Washington

If Not Now, When? It’s Time to Transform Child Care

President Joe Biden has signed the American Rescue Plan into law, granting $40 billion in child care funding and providing much-needed relief to providers, parents and children alike.

This child care relief is notable for three reasons: First, it is the largest investment this country has ever made in child care, and is roughly 20 times larger than the child care relief provided in President Barack Obama’s stimulus measure. Second, despite the investment’s size, it has been uncontroversial and has not attracted the types of criticism directed at other relief policies. Third, because it is a one-time investment, it will not be sufficient to advance longer-term transformation in the system of child care.

Congress and the administration will need to build on this investment so that communities can make permanent changes to ensure all families have access to affordable, high-quality child care.

Just as the 1944 GI Bill expanded economic opportunity following a period of crisis by allowing millions of veterans to attend college and helping to create the American middle class, COVID-19 and the accompanying economic recession have created an equally powerful inflection point for child care.

The United States does not have a system of early care and education that meets the needs of children, families or providers — the patchwork of programs that does exist does not amount to a system at all. Among the 50 states, there is no clear example that provides high-quality early childhood opportunities from birth to age five, despite our knowledge of how important early years are to children’s growth and development.

In 2020, the pandemic exposed just how crucial child care is to America’s economy and has shown the consequences of persistent underinvestment in children and families. Without child care, tens of millions of parents could not return to work. Child care providers across the country shuttered — with as many as 1 in 4 remaining closed — and women, people of color and children were disproportionately affected. The largest impact has been on women, millions of whom have been forced to put their careers on hold to assume the role of caretaker amid school closures — something Biden says constitutes a national emergency. Without the government’s help in transforming child care, women could fall permanently behind.

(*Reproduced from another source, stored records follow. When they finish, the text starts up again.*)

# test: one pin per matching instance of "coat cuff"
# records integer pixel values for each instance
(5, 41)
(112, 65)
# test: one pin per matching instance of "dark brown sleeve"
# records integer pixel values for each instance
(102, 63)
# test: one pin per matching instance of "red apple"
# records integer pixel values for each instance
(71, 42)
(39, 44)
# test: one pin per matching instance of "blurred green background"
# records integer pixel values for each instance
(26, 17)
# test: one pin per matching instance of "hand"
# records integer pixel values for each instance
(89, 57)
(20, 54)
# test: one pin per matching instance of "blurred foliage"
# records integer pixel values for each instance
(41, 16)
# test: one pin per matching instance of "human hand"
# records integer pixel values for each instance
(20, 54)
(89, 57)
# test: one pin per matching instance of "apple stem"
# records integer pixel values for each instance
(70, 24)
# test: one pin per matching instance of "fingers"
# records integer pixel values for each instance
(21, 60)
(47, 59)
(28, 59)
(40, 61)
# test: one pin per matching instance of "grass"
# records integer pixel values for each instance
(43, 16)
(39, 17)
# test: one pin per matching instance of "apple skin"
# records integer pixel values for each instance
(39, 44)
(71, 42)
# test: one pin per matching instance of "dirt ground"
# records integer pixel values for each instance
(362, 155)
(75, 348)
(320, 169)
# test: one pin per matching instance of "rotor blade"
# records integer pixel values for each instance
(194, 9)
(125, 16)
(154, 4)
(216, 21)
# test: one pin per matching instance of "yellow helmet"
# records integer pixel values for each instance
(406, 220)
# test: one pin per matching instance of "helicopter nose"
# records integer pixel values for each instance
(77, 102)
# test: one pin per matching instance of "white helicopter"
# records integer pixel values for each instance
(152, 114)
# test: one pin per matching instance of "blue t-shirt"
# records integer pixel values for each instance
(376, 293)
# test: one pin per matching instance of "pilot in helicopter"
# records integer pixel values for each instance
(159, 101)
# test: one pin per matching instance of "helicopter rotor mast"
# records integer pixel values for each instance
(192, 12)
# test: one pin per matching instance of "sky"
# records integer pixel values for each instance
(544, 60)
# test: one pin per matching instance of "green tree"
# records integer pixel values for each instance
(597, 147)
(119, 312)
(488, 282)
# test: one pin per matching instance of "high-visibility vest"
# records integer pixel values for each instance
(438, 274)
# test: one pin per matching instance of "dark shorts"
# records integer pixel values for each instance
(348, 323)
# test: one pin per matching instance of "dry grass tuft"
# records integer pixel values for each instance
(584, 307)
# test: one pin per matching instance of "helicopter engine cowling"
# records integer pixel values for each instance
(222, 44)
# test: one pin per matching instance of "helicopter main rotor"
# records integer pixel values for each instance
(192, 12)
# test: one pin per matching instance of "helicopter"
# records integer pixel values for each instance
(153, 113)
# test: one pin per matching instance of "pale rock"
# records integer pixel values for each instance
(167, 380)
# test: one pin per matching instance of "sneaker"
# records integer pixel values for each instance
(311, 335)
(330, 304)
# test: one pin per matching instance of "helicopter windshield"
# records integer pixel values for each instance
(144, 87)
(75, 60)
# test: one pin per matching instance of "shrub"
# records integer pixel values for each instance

While much of the country’s focus has been on the economic downturn and its effect on parents, less attention has been paid to how children have likely been impacted by a lack of child care. The first five years are formative ones for brain development and socialization, but they also establish a child’s capacity for learning new skills and future success. While learning loss has been central to the conversation around reopening schools, there has been no similar focus on the pandemic’s impact on child development or school readiness. Building a strong system of child care will be essential in addressing those challenges.

People of color also represent a significant portion of the child care workforce and have been disproportionately affected, forced to choose between closing their doors or taking on substantial debt because of the lack of public infrastructure to support them. While women of color represent only 20 percent of the American population, they make up 40 percent of the roughly 1.5 million child care workers.

Making matters worse, early childhood educators earn poverty-level wages in 40 states, with a median wage of $11.65 per hour, more than $20 per hour less than kindergarten teachers, according to the 2020 Early Childhood Workforce Index, with Black early educators earning $0.78 less per hour than their white peers. We must prioritize all child care workers as we do K-12 teachers — and provide them with equal pay.

There is room for optimism. Our country has a track record of bipartisan agreement toward making improvements in child care. Congress worked in 2014 to pass long-needed reforms to the federal child care program and, just four years later, worked together to effectively double the amount of its annual funding.

So, this is just the beginning.

Quality child care is a necessity — and one that requires long-term investment as part of America’s infrastructure. Many people think of infrastructure as bridges and highways, but in this case, we must consider child care as part of the social infrastructure that supports communities. For children, parents and providers, access to quality, affordable care is arguably just as important as the roads we drive on.

Over time, a varied group of stakeholders have called for the development of a high-quality system of early care and education, including Nobel laureates, members of the Federal Reserve, celebrities and even U.S. presidents. Many are quick to point out that the pandemic and its impact on the economy have highlighted the importance of child care, and that is indisputable. But it is the voices of parents and providers that have finally gotten through to policymakers. We should listen to them and seize this moment to fasten another rung on the ladder of opportunity.

 

Mario Cardona is the chief of policy and practice at Child Care Aware of America and a former Obama Administration senior policy adviser for elementary and secondary education on the White House Domestic Policy Council.